The Island and the Bridge
I create global communities of bright, exciting, valuable people. Among my brands is The Architect of Professional Communities®. One of the most important common traits is the search for learning, improvement, and sharing.
Below you can see Alcatraz. It’s an island in a bay, surrounded by millions of people, yet its prisoners couldn’t communicate or interact with that greater world. If the winds were right they could hear music from the shore, and even laughter and singing at New Year’s. But they were prisoners, denied normal human interaction and freedom, right in the middle of a cosmopolitan, diverse land.
Too many people build their own islands, fortify them, and deny themselves those same opportunities. They defend their positions, refuse to listen to learned and intelligent positions, want to yell and not listen, and seek to control who comes and goes. You see this in their unchanging philosophies and methodologies over years; in their instant criticism of anything new; in an anal approach to any minor mistake or typo, in order to discredit the source’s content; and in passive aggressive behavior that seeks to undermine while seeming innocent.
They are successful in building that island—as the world sails past them and those “locked out” are part of vibrant, stimulating communities.
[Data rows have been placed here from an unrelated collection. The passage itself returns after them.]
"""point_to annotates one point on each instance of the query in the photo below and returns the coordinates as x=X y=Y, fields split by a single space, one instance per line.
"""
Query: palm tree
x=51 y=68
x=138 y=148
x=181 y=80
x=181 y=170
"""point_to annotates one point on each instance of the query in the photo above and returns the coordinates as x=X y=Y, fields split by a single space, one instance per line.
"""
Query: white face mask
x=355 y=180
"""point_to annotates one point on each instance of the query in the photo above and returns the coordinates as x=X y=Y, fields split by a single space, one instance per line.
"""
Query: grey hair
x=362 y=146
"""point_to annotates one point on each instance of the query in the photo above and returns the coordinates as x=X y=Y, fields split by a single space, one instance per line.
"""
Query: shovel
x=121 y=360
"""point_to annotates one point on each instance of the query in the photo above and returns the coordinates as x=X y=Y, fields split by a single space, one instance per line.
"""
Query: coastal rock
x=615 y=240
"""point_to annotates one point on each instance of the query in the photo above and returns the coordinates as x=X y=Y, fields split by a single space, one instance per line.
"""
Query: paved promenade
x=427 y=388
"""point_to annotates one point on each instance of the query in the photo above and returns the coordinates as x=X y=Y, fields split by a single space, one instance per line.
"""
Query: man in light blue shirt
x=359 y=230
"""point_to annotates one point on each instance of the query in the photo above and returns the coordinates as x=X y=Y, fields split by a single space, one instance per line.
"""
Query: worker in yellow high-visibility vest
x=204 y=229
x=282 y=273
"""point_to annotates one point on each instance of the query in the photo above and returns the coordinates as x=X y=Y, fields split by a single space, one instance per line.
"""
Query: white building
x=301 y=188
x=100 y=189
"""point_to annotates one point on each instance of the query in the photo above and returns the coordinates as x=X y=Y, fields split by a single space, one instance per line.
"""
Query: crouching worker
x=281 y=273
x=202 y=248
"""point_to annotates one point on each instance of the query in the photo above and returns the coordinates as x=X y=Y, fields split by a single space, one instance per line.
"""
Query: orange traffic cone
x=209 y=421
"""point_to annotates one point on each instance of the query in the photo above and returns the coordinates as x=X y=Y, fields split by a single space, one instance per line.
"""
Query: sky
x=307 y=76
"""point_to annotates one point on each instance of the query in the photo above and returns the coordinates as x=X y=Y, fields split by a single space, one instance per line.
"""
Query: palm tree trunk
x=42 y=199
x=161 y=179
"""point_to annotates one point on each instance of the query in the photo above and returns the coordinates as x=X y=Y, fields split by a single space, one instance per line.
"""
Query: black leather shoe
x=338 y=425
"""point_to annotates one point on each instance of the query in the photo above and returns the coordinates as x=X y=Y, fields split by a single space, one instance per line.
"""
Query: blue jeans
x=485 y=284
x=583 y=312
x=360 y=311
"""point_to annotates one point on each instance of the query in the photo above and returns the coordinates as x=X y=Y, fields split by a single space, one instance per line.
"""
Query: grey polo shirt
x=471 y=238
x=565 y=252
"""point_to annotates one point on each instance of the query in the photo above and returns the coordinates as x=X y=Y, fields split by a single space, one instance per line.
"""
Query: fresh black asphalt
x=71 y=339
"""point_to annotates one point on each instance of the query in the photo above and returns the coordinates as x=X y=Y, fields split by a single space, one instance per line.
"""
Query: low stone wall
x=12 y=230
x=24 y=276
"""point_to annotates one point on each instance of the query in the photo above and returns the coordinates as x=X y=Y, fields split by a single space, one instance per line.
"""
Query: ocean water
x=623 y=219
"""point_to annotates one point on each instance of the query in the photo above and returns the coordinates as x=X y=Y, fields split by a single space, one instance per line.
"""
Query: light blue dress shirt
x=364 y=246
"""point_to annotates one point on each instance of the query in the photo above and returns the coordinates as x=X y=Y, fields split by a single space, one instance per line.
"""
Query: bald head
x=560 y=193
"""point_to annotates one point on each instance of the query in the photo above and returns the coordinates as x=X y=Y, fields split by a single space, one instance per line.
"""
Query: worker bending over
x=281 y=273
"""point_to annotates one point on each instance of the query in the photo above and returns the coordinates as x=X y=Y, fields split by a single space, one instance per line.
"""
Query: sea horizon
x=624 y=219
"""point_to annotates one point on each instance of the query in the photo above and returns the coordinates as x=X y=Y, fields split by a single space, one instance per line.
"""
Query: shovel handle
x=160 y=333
Not far from Alcatraz, is the Golden Gate Bridge, connecting two mainlands. Underneath, people have sailed those waters for centuries, seeking new lands or joyously entering this one. Everyday on its roadway people connect, moving themselves into other communities, other relationships, other experiences.
This is the juxtaposition I awake to every morning during my 10 days here. I see it as a metaphor for people who imprison themselves or liberate themselves.
Are you isolating yourself from the world around you in search of some false protection and immunity from ego damage, or are you crossing the bridge and sailing under it, willing to explore, learn, and grow?